We also provide information about data collection protocol, training, and evaluation. The data is now here:
https://www.aidlab.com/datasets |
We have shown how particular design decisions, such as contrastive learning, help in building detectors.
We tested other neural network architectures and other classification models. However, they gave worse results, so we decided not to include them in the paper. We have extended comments on the other architectures and models.
"These points make the manuscript to look like: one specific new approach for one specific new dataset. I guess that for Q1 journal this is not enough and the manuscript can be reconsidered after adding additional experiments."
Development of models for a particular dataset collected by authors looks like standard practice in Sensors:
https://www.mdpi.com/1424-8220/20/17/4791
https://www.mdpi.com/1424-8220/19/3/714
We have not tested our models/learning method on another dataset because of the difference in location and the type of the recorder. We did not try to make a review paper on HAR. Our primary goal was to create a practical system for mobile devices using signals from a particular recorder.
The knowledge about the performance of our model on other datasets would not help in the project.
We also have not reported the results of the other models on our data sets since we are interested in online/real-time models on mobile devices.
"Also, the link to the dataset doesn't work."
Sorry for that; the correct link is now here:
https://www.aidlab.com/datasets |
Reviewer 2 Report
Comments and Suggestions for AuthorsOverall this paper provides a very useful reporting of the noted research performed and its unique methods involving a single IMU, chest mounted, in detecting various Human Activity Recognition. Minor changes in the background to improve ease of readability would be useful in a table providing the previous actigraphy studies (as opposed to narrative paragraph form).
Line 71 of the manuscript through line 86 of the background appear to be content better suited for inclusion in the Methods section, as this addresses the current study, consider moving.
The discussion section, could be expanded to provide more content. Specifically, lines 344 to 350 could further relate previous works to this project.
Comments on the Quality of English LanguageA few minor typographical errors noted in spelling and the use of third person, as opposed to first person throughout the manuscript, would be more appropriate.
Author Response
"Overall this paper provides a very useful reporting of the noted research performed and its unique methods involving a single IMU, chest mounted, in detecting various Human Activity Recognition. Minor changes in the background to improve ease of readability would be useful in a table providing the previous actigraphy studies (as opposed to narrative paragraph form)."
We decide to stay with the narrative paragraph form.

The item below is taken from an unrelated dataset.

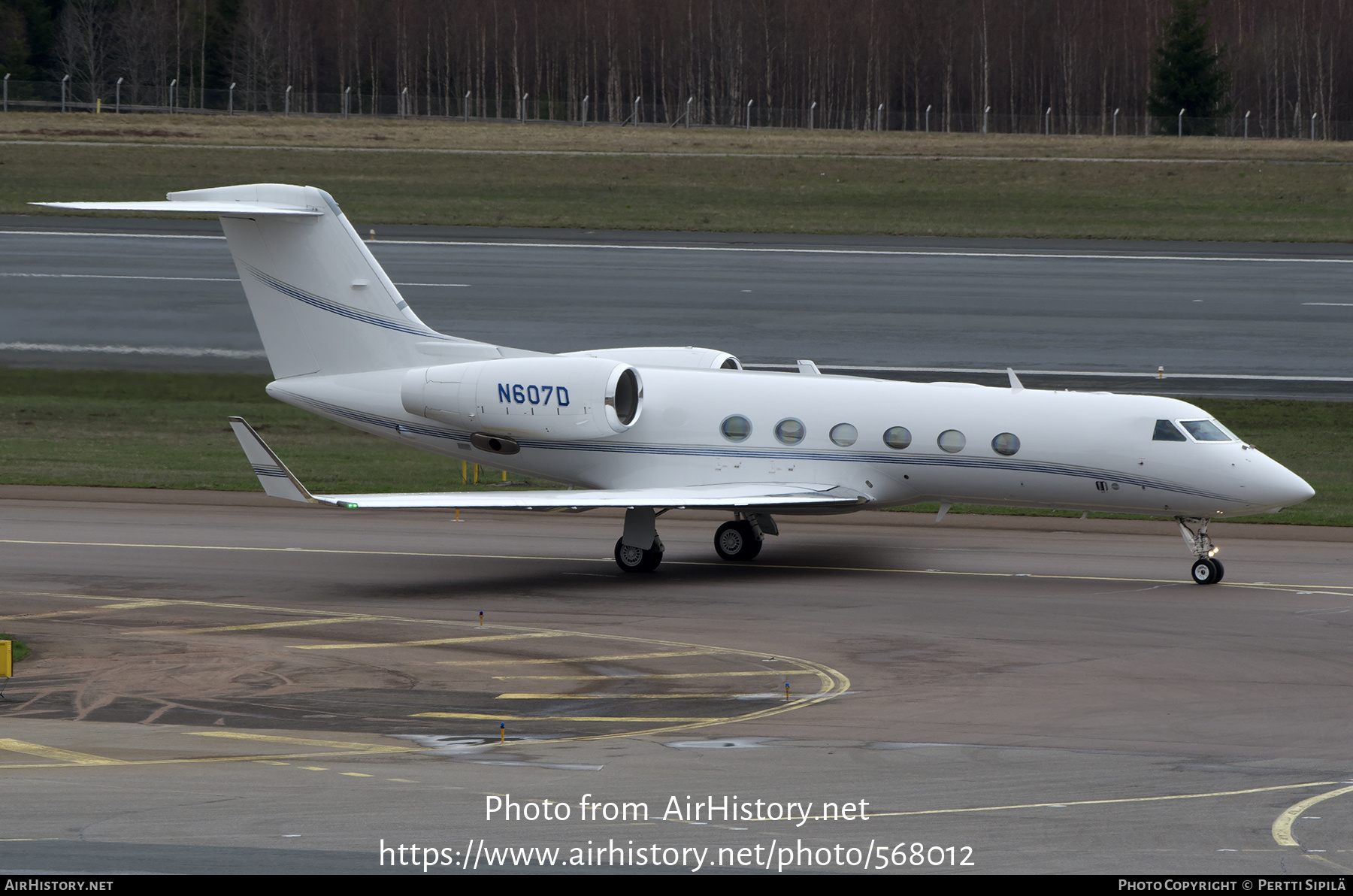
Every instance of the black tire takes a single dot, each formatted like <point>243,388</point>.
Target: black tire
<point>636,559</point>
<point>737,540</point>
<point>1206,571</point>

"Line 71 of the manuscript through line 86 of the background appear to be content better suited for inclusion in the Methods section, as this addresses the current study, consider moving. "Thank you, we have followed this suggestion.
"The discussion section could be expanded to provide more content. Specifically, lines 344 to 350 could further relate previous works to this project."
We have expanded the discussion considerably.
A correct link to our data sets, and a new table with selected previous HAR studies have been added.
"A few minor typographical errors noted in spelling and the use of third person, as opposed to first person throughout the manuscript, would be more appropriate. "
Indeed, in the past, third-person and passive forms were standard. We reviewed the manuscript but decided to stay with the first person as these days it is a common practice in Sensor.
Round 2
Reviewer 1 Report
Comments and Suggestions for AuthorsThe issues from my first report were mostly addressed by appropriate changes in the manuscript and by comments in the authors' responses. The paper now looks more informative and clear. I do not have any further comments. I guess that the paper can now be accepted.